Verizon Next to Cut Unlimited Data Plan?


If you own a Droid phone, enjoy your unlimited data plan while you can. Verizon (Stock Quote: VZ) has hinted that it will be replacing its current data plan with a new pricing model.

In a recent interview with BusinessWeek, Verizon CFO John Killian declared that the company would likely eliminate the unlimited data plan option in the not-too-distant future. “We will probably need to change the design of our pricing where it will not be totally unlimited, flat rate,” he said.

Killian explained that new smartphones will likely lead to “explosions in data traffic” that could be a burden on Verizon’s network if they don’t find a way to regulate it a bit. Killian offered no other information about when this shift might occur or what the price of the new limited data plans would be. At the moment, Verizon offers several smartphones including the popular Motorola Droid.

If Verizon does pursue this new pricing model, it will be following in the footsteps of AT&T (Stock Quote: T), which earlier this month became the first phone company to eliminate the unlimited data plan. AT&T now offers two data plans, a 200-megabyte option for $15 a month and a 2-gigabyte option for $25 a month.

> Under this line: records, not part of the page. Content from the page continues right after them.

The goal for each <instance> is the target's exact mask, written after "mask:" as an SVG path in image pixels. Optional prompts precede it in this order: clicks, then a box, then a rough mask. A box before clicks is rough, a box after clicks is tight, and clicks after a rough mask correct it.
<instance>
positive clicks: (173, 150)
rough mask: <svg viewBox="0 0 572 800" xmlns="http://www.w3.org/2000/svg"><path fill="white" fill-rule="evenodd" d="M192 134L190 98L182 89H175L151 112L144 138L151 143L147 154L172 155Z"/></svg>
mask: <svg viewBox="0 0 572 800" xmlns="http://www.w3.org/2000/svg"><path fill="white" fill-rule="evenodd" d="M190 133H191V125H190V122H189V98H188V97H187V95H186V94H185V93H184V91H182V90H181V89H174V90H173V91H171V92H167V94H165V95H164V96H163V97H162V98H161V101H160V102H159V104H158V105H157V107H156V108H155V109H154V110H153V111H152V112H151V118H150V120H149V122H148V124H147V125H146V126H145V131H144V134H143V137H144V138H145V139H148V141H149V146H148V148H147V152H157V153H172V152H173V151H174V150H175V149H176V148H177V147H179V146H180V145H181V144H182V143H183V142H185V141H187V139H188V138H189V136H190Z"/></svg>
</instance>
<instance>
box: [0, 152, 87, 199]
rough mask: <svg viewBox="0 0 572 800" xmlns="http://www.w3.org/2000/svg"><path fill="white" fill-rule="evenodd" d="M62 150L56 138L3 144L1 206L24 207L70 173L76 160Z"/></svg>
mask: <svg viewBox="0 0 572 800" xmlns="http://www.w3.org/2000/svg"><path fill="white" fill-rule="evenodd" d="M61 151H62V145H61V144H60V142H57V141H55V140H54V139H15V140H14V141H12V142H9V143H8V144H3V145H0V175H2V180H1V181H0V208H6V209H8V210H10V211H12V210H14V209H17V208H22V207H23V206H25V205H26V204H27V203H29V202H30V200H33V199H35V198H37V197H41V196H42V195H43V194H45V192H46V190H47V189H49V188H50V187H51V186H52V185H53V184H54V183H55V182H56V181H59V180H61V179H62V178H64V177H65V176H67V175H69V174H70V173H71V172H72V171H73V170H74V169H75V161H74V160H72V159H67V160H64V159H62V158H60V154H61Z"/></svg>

AT&T’s unlimited data plan costs $29.99.

When announcing the new data plan, AT&T emphasized that 98% of its customers use less than 2 gigabytes per month, and would therefore actually be paying less for their data plans under this model. Yet, that didn’t stop consumers from expressing frustration that they were essentially being forced out of a good deal.

Assuming Verizon makes this change, they will likely lean on similar statistics, but the deeper problem here is that Verizon now runs the risk of losing some of its popularity. For every mistake AT&T has made with smartphones in the past year – leaking personal information, struggling to provide reliable service – Verizon has come off as the better option, which is why iPhone users constantly pray for Verizon to partner with Apple (Stock Quote: AAPL). However, this switch could transform AT&T from a pariah into a pioneer and make Verizon look like AT&T’s partner in crime.